I didn't find any good tutorial about Direct2D, but I haven't look for it very hard either. I think the official documentation is good enough teaching all aspects of the library. After reviewing the documentation, I'm very impressed not only by the looks of the API, but also by the list of features is supports, like:
Uses floats everywhere, as coordinates and colors. Rectangles use (left, top, right, bottom) representation, not (left, top, width, height) like many GUI API-s.
Arbitrary 2D affine transforms using 3x2 matrix.
Alpha blending, with straight or premultiplied alpha.
Gamma correction and linear space.
Alpha-only textures (A8 format).
No separate brush and pen objects to be used used simultaneously like in GDI. There is only brush in D2D - a solid one, the one with linear gradient, radial gradient or created from bitmap. It is used to either fill the surface of a shape or outline it, depending on the draw call.
No selecting "current" brush, no tons of states to switch like in OpenGL or Direct3D 9. You fill in a structure with the description of desired parameters, create an object from it and the object is quite immutable.
Clipping with a shape, masking with alpha channel of any image.
Uses GPU if possible, falls back to software rendering if not. Even then the performance is promised to be better than GDI+.
Manipulating and querying arbitrary 2D shapes (made of lines and bezier curves), including: transforming with a matrix, CSG (union, intersection, difference, xor), outlining, widening, simplification, triangulation, computing area and length, interpolating point and tangent vector along the geometry, hit-testing point against interior or border (with given stroke width), testing if two geometries overlap or if one fully contains another. Wow, that's a lot! I think D2D could serve as a geometric math library :)
Things I don't like so far about the library:
I can't find blending modes anywhere! Is there really only alpha-blending available (and additive blending with the help of premultiplied alpha)? Libraries that use integers like GDI have bitwise operations (including the famous XOR used to draw and un-draw frames). Libraries that use floats like Direct3D have addition, subtraction, multiplication etc. Some API-s even have both, like OpenGL ES. Direct2D has none? WTF?! (Much like GDI+)
Lost device horror is back! ID2D1RenderTarget::EndDraw method can return D2DERR_RECREATE_TARGET. You have to free and recreate your render target then, along with all resources associated with it, like brushes, bitmaps and so on. WTF Microsoft?! I thought this idea is gone after introducing Direct3D 10 and new graphics driver model? I now hope this error is returned only when user unplugs his graphics card ;)

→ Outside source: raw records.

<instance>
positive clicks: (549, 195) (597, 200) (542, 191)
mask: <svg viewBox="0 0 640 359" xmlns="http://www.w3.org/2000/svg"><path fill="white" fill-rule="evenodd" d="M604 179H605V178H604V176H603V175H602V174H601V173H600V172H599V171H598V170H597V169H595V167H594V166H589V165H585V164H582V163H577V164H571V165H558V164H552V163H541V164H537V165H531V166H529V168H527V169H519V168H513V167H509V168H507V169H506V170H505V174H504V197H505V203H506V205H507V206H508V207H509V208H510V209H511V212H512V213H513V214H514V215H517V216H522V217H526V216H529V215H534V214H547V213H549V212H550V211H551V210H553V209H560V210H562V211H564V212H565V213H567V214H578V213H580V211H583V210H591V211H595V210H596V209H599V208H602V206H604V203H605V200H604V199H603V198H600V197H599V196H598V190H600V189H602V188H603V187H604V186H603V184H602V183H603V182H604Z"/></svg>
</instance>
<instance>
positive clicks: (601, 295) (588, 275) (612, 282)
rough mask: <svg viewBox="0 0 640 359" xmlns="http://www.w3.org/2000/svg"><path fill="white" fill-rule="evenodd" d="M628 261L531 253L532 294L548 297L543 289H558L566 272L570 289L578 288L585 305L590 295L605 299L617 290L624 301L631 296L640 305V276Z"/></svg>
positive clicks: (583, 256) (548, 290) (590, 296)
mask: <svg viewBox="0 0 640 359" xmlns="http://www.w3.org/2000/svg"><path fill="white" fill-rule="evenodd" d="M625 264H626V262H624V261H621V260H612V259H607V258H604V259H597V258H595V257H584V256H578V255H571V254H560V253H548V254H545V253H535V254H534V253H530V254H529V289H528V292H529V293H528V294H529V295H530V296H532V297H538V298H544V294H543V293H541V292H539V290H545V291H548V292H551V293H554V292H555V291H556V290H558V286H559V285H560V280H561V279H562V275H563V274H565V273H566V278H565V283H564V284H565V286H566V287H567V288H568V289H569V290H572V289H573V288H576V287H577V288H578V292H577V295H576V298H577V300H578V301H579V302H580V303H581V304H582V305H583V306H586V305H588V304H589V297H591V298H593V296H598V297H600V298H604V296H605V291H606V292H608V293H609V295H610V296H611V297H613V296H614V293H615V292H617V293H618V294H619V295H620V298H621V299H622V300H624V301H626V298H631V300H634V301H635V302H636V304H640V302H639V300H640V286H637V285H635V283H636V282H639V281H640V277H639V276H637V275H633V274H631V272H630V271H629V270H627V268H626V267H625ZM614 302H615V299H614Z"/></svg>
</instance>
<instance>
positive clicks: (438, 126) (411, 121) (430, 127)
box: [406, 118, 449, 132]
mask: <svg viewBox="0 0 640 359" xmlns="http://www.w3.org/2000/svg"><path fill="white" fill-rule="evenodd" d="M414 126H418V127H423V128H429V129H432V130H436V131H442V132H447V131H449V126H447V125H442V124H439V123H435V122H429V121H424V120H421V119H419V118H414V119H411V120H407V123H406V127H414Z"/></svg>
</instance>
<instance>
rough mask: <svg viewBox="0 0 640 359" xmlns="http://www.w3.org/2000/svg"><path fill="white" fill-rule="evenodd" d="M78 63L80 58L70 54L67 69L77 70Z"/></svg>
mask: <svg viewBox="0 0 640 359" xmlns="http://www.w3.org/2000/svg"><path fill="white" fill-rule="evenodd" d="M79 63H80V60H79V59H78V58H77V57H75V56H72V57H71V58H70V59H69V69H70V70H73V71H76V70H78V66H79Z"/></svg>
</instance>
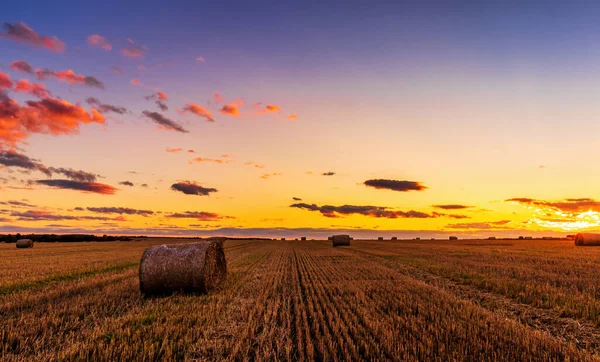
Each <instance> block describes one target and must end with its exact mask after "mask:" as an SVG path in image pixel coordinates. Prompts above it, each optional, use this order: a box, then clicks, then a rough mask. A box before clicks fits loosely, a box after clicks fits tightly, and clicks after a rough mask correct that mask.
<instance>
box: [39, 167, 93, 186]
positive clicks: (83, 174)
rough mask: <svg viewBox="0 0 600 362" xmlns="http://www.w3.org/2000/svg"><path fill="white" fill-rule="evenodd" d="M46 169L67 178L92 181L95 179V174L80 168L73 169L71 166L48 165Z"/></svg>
mask: <svg viewBox="0 0 600 362" xmlns="http://www.w3.org/2000/svg"><path fill="white" fill-rule="evenodd" d="M48 170H49V171H50V172H52V173H58V174H61V175H64V176H66V177H67V178H69V179H71V180H74V181H81V182H94V181H96V179H97V175H95V174H93V173H89V172H85V171H81V170H73V169H72V168H63V167H59V168H56V167H48Z"/></svg>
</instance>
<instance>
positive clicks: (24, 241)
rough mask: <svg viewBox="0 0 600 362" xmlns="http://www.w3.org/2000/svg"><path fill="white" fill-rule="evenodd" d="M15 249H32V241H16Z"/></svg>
mask: <svg viewBox="0 0 600 362" xmlns="http://www.w3.org/2000/svg"><path fill="white" fill-rule="evenodd" d="M17 248H19V249H25V248H33V240H31V239H19V240H17Z"/></svg>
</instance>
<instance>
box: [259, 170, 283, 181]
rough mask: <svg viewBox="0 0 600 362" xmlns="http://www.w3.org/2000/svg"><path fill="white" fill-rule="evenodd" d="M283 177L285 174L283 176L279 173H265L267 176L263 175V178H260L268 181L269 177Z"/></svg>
mask: <svg viewBox="0 0 600 362" xmlns="http://www.w3.org/2000/svg"><path fill="white" fill-rule="evenodd" d="M281 175H283V174H282V173H279V172H275V173H265V174H263V175H262V176H260V178H262V179H265V180H267V179H268V178H269V177H272V176H281Z"/></svg>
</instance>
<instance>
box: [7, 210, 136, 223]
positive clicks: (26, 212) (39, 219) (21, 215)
mask: <svg viewBox="0 0 600 362" xmlns="http://www.w3.org/2000/svg"><path fill="white" fill-rule="evenodd" d="M10 216H12V217H16V218H17V220H19V221H64V220H78V221H79V220H97V221H125V219H123V218H109V217H103V216H74V215H58V214H54V213H52V212H48V211H41V210H28V211H25V212H13V213H11V214H10Z"/></svg>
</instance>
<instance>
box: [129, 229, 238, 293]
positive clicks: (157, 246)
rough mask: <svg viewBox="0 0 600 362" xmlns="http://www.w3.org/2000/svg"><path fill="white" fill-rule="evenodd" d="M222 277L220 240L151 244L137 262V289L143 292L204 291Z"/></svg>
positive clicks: (188, 291)
mask: <svg viewBox="0 0 600 362" xmlns="http://www.w3.org/2000/svg"><path fill="white" fill-rule="evenodd" d="M226 276H227V261H226V260H225V253H224V251H223V241H222V240H220V241H204V242H200V243H194V244H176V245H156V246H151V247H149V248H147V249H146V250H145V251H144V254H143V255H142V260H141V261H140V270H139V277H140V290H141V292H142V293H143V294H145V295H163V294H170V293H173V292H178V291H181V292H185V293H206V292H208V291H210V290H211V289H213V288H215V287H216V286H217V285H218V284H219V283H220V282H222V281H223V280H224V279H225V277H226Z"/></svg>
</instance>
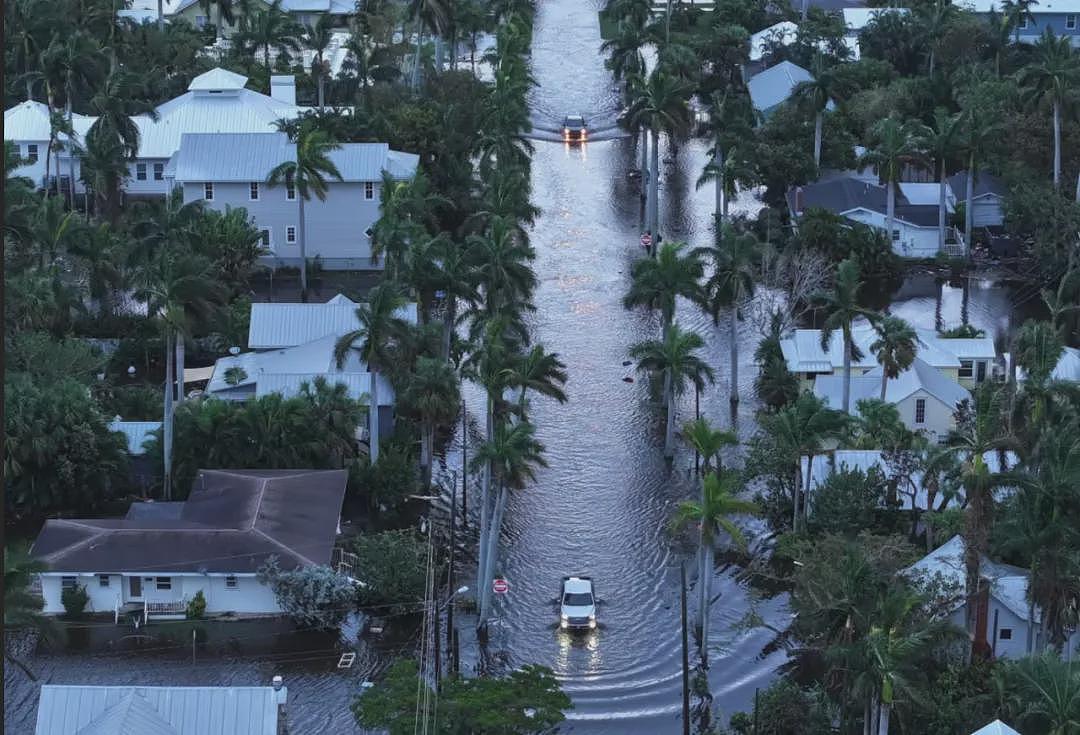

Direct2D suffers from a phenomenon similar the famous half-texel offset in Direct3D 9. Render target starts from (0, 0) at the top-left corner, not at the center of the first pixel. So you have to offset everything by (0.5, 0.5). To draw a line starting exactly from the pixel at third column and second row, you have to start it at position (3.5, 2.5). Otherwise every line is blurred across two neighbour pixels, like on the image below. Which still looks pretty good and doesn't degrade performance though.